Dora Latiri: L'amoureuse de tn

Son père feu Mokhtar Latiri, le plus illustre des polytechniciens tunisiens, avait lui aussi le bon réflexe de se promener toujours, bien avant l’ère du numérique, avec son appareil photo au poing. Et voilà sa fille Dora, qui en hérite beaucoup mais cultive sa différence, entretenir la même passion de figer l’instant fugace et de l’accompagner par un texte aussi expressif. Professeur de littérature à Brighton où elle vit depuis plusieurs années après avoir sillonné longtemps le monde arabe, elle avait repris le chemin de Tunis après la révolution. Un retour ému dans son pays natal, dans la maison familiale, à la recherche de ce qui est resté et surtout de ce qui est en train de changer. Texte et photo, son carnet de voyage qu’elle vient de publier aux éditions Elyzad sou le titre de «Un amour de tn» est exceptionnel.
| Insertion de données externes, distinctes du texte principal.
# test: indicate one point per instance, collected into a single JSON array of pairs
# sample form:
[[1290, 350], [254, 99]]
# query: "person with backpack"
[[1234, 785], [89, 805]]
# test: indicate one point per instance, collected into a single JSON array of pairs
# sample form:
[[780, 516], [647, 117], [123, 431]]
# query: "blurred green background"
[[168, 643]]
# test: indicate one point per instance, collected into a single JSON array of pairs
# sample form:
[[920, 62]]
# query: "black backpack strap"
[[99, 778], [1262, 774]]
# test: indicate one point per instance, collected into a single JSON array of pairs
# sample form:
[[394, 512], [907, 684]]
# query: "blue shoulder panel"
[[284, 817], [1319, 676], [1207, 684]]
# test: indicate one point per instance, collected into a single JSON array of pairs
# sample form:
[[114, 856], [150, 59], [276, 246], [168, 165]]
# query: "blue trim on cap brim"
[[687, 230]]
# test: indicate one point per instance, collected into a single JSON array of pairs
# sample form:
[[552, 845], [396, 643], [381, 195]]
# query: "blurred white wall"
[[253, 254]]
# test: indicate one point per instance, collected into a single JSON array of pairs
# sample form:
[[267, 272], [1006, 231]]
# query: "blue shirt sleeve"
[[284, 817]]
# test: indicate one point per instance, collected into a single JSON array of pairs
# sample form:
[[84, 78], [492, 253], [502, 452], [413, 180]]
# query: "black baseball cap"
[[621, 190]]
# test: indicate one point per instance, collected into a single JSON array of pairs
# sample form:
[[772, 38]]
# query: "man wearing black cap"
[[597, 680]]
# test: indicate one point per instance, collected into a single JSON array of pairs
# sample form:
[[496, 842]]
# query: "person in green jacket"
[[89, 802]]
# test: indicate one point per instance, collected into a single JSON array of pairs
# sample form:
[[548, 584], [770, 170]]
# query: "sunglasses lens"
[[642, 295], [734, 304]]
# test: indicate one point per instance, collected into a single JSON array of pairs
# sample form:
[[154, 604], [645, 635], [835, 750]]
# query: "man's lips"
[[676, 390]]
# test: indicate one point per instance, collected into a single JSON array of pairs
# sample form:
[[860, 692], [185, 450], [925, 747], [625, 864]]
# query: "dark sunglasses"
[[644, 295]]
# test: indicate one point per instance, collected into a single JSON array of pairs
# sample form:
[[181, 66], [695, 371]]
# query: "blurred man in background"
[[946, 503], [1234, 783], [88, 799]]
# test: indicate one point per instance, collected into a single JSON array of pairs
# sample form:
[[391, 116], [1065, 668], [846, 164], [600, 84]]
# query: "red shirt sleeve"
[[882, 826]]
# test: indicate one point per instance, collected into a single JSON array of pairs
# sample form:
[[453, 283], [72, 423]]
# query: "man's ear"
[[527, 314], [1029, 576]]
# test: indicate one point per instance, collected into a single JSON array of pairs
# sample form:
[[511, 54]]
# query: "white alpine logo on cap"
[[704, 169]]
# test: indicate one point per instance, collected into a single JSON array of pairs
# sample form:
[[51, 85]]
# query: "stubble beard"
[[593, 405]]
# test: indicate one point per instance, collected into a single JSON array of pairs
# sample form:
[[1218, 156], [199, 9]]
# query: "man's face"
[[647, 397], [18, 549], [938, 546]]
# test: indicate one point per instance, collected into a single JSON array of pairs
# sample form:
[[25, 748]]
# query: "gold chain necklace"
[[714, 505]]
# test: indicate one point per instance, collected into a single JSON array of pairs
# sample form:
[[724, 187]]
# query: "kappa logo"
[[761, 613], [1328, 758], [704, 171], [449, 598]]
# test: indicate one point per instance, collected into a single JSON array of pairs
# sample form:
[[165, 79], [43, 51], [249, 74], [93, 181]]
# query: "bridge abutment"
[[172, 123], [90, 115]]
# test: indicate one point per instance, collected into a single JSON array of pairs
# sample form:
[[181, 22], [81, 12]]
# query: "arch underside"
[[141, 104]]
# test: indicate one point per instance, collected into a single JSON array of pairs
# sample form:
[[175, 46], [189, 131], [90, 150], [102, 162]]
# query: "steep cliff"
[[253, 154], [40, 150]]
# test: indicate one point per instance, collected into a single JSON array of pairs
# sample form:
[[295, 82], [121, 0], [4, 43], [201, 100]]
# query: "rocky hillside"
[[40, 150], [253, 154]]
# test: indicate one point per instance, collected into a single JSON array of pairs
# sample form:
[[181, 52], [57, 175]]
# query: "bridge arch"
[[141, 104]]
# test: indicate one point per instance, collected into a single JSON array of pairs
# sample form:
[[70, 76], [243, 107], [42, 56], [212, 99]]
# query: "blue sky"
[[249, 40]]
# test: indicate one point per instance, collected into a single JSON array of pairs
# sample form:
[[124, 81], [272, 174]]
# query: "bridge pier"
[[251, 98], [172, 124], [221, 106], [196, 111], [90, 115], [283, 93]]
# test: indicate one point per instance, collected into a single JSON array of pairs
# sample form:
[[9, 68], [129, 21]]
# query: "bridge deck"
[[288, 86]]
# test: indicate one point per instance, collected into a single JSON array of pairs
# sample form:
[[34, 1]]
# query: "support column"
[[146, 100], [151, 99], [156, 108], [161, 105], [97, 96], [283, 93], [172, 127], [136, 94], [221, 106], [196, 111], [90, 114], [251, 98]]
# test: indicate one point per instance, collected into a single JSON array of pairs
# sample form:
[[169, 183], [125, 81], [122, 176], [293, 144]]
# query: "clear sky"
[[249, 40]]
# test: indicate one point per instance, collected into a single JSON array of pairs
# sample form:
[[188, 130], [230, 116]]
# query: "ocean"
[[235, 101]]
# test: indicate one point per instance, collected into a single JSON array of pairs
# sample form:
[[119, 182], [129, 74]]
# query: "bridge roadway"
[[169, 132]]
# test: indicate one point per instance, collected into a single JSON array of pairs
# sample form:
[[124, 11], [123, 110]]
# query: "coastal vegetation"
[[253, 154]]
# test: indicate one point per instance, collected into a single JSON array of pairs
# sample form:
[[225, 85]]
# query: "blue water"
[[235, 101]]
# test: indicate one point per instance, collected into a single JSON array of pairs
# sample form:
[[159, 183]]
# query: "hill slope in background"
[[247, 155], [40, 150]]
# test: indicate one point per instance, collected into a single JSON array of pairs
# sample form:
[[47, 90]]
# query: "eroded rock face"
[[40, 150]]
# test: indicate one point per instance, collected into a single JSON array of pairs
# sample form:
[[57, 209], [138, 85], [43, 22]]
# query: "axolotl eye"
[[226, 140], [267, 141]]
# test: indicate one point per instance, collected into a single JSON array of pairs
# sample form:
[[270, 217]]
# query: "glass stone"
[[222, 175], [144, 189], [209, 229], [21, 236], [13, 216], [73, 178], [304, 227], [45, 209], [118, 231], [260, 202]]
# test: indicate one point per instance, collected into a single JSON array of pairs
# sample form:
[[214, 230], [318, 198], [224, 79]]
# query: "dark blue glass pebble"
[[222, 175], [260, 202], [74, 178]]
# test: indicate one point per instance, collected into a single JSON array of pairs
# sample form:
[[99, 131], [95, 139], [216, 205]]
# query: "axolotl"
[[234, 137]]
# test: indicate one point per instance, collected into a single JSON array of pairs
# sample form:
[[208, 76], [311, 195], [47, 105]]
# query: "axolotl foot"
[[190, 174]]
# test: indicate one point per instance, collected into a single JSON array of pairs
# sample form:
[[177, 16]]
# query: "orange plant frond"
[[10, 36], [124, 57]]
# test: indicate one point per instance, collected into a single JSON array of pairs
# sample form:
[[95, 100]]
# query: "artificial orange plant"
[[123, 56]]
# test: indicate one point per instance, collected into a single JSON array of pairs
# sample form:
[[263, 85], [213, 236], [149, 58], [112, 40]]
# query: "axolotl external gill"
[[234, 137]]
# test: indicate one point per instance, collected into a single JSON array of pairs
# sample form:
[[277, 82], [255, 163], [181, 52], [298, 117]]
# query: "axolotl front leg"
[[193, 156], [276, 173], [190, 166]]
Dora a beaucoup travaillé dans ses recherches universitaires sur la langue et les questions interculturelles ainsi que sur les migrations, les minorités et leurs représentations au cinéma et dans la littérature. Sa relecture de la Tunisie post-révolution ne peut qu’être nourrie de tout cela, pour mieux restituer ses évocations, ses émotions et surtout son regard. Pour un premier texte littéraire qu’elle publie, elle surprend le lecteur par un verbe ciselé, sous une plume raffinée et fluide.  A lire absolument.

Un amour de tn
de Dora Latiri
Editions Elyzad, janvier 2013, 114 pages, 11D900

Bonnes feuilles

«Je suis revenue vers tn et l’amour de tn, retour vers les rêves des dix-sept ans. Celle qui est partie, celui qui est resté, comme si la Révolution allait permettre un recommencement au point de départ. Nous comparons encore les trajectoires et les points d’intersection : qu’est-ce qui m’aura tant manqué pour que je parte, qu’est-ce que tn lui aura tant donné pour qu’il reste ? Coût de l’exil. Prix de l’enracinement. «????? ???? ???????? ?????...???? ??????? ???? ?????» Bagdad je viens vers toi comme un vaisseau épuisé… Je cache mes blessures derrière mes vêtements.» Blessures vs Bâillonnements. J’ai évoqué les blessures avant le retour, il a dit fech 9am il n’ya pas de raison. Il ne veut pas trop savoir, il a décidé que j’allais bien, que j’étais la plus forte, en position de donner à boire. Il avait raison. La mère à l’hôpital demande si elle va mourir, elle a encore quelques mois à vivre, le médecin lui dit aussi fech 9am, ça l’avait rassurée.

Sous Zaba, bâillonnements, résistances, petits accommodements pour tenir, petites humiliations de chaque jour qui s’accumulent, le bâillon serre, on dit beaucoup de gros mots, ça racle dans le sens contraire de la censure, on fume pas mal, souvent on mange trop aussi. Les marchands de bouffe partout, une abondance étalée, pas pour tous, au marché une dame en sefsari achète juste une aile de poulet».